#55 Add aria2c support for DASH (mpd) and HLS (m3u8)

Co-authored-by: Dan <2660574+shirtjs@users.noreply.github.com> Co-authored-by: pukkandan <pukkandan@gmail.com>
5 years ago · 5219cb3e75
parent ff84930c86
commit 5219cb3e75
5 changed files with 179 additions and 35 deletions
--- a/youtube_dlc/downloader/init.py
+++ b/youtube_dlc/downloader/init.py
@ -1,11 +1,24 @@
 from __future__ import unicode_literals

+from ..utils import (
+    determine_protocol,
+)
+
+
+def _get_real_downloader(info_dict, protocol=None, *args, **kwargs):
+    info_copy = info_dict.copy()
+    if protocol:
+        info_copy['protocol'] = protocol
+    return get_suitable_downloader(info_copy, *args, **kwargs)
+
+
+# Some of these require _get_real_downloader
 from .common import FileDownloader
+from .dash import DashSegmentsFD
 from .f4m import F4mFD
 from .hls import HlsFD
 from .http import HttpFD
 from .rtmp import RtmpFD
-from .dash import DashSegmentsFD
 from .rtsp import RtspFD
 from .ism import IsmFD
 from .youtube_live_chat import YoutubeLiveChatReplayFD
@ -14,10 +27,6 @@ from .external import (
    FFmpegFD,
 )

-from ..utils import (
-    determine_protocol,
-)
-
 PROTOCOL_MAP = {
    'rtmp': RtmpFD,
    'm3u8_native': HlsFD,
@ -31,7 +40,7 @@ PROTOCOL_MAP = {
 }


-def get_suitable_downloader(info_dict, params={}):
+def get_suitable_downloader(info_dict, params={}, default=HttpFD):
    """Get the downloader class that can handle the info dict."""
    protocol = determine_protocol(info_dict)
    info_dict['protocol'] = protocol
@ -45,16 +54,17 @@ def get_suitable_downloader(info_dict, params={}):
        if ed.can_download(info_dict):
            return ed

-    if protocol.startswith('m3u8') and info_dict.get('is_live'):
-        return FFmpegFD
-
-    if protocol == 'm3u8' and params.get('hls_prefer_native') is True:
-        return HlsFD
-
-    if protocol == 'm3u8_native' and params.get('hls_prefer_native') is False:
-        return FFmpegFD
+    if protocol.startswith('m3u8'):
+        if info_dict.get('is_live'):
+            return FFmpegFD
+        elif _get_real_downloader(info_dict, 'frag_urls', params, None):
+            return HlsFD
+        elif params.get('hls_prefer_native') is True:
+            return HlsFD
+        elif params.get('hls_prefer_native') is False:
+            return FFmpegFD

-    return PROTOCOL_MAP.get(protocol, HttpFD)
+    return PROTOCOL_MAP.get(protocol, default)


 __all__ = [
--- a/youtube_dlc/downloader/dash.py
+++ b/youtube_dlc/downloader/dash.py
@ -1,6 +1,8 @@
 from __future__ import unicode_literals

+from ..downloader import _get_real_downloader
 from .fragment import FragmentFD
+
 from ..compat import compat_urllib_error
 from ..utils import (
    DownloadError,
@ -20,31 +22,42 @@ class DashSegmentsFD(FragmentFD):
        fragments = info_dict['fragments'][:1] if self.params.get(
            'test', False) else info_dict['fragments']

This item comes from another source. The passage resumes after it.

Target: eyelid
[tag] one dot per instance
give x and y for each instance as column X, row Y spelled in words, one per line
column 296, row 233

+        real_downloader = _get_real_downloader(info_dict, 'frag_urls', self.params, None)
+
        ctx = {
            'filename': filename,
            'total_frags': len(fragments),
        }

-        self._prepare_and_start_frag_download(ctx)
+        if real_downloader:
+            self._prepare_external_frag_download(ctx)
+        else:
+            self._prepare_and_start_frag_download(ctx)

        fragment_retries = self.params.get('fragment_retries', 0)
        skip_unavailable_fragments = self.params.get('skip_unavailable_fragments', True)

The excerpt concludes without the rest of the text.